Queda la pena bajo las sombras imperceptibles de quienes ya no están.
Montones de pena escondidos bajo la alfombra de un barrido perezoso,
hay, incluso, murmullo de pasos que son fru-fru de un viento inexistente.
La pena triste, de la casa vacía donde el Sol, hace años, que ya no se molesta,
la hora perezosa de la siesta, es el momento vital de los
ancianos.
Recuerdan sueños en los que estaban vivos y los cuentan
casi siempre a nadie porque nadie tiene tiempo para
escuchar sus tonterías.
Arrabal de la nada.
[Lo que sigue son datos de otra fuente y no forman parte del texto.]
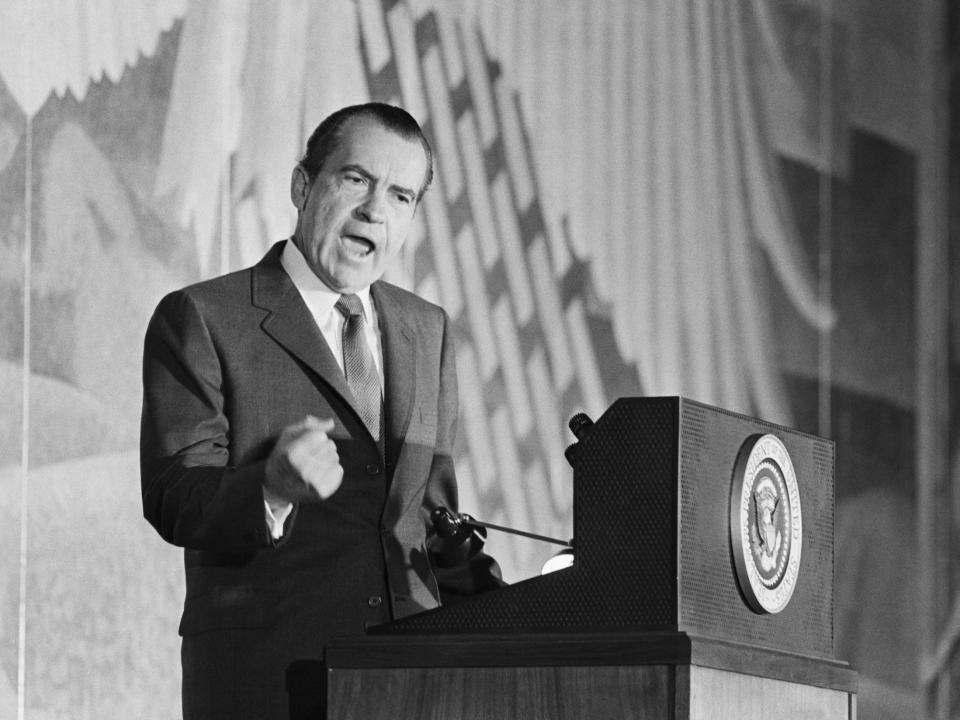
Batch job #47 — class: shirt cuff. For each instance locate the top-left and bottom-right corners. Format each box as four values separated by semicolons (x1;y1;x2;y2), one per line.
263;491;293;540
Esquina volteada donde pareció verse
una sombra,
ternura de las plantas secas, oscuridad en los recobecos de un
lavabo
que ya no se usa.
Despues de que la última molecula de sus cuerpos se haya
transformado
en moléculas de yerba orgánica u otras sustancis del mundo
que es perspectiva de otra vida,
los viejos se reunen bajo las acacicas a la sombra del amor
que dieron.
Poca sombra dan las acacias en el reino de los muertos, si
acaso bamboleo,
oscilación de un viento inexisitente. Dicen que el unieverso
tuvo sonido
el día que nació. Su nana, nana, es nana de viejos que amaron
tanto y quedaron en polvo, como mucho en yerba sin
sentido.
Están por todos lados… nadie los ve. Los viejos, cada día más
solo son eso, pre-muertos.
Nada.
Yo, que no se escribir poesía, que no apenas lo que es un verso, me atrevo, por no morir, a dejar constancia del hilo de palabras que como la segregación de una araña común, sale de mis dedos tan poco virtuosos. Recuerdo claro, Le vieux ne meuren pas, y otro escrito mío, perdido, quizá más acertado. Hoy sólo hago lo que debo, tejer mi tela donde algún alma que duela, quede atrapada.
Irresistible arrollo del hacer de la pre-conciencia. Digo yo. A todos aquellos que han perido a quien les dió la vida o lo van a perder. A todos. Deuda difícil de saldar.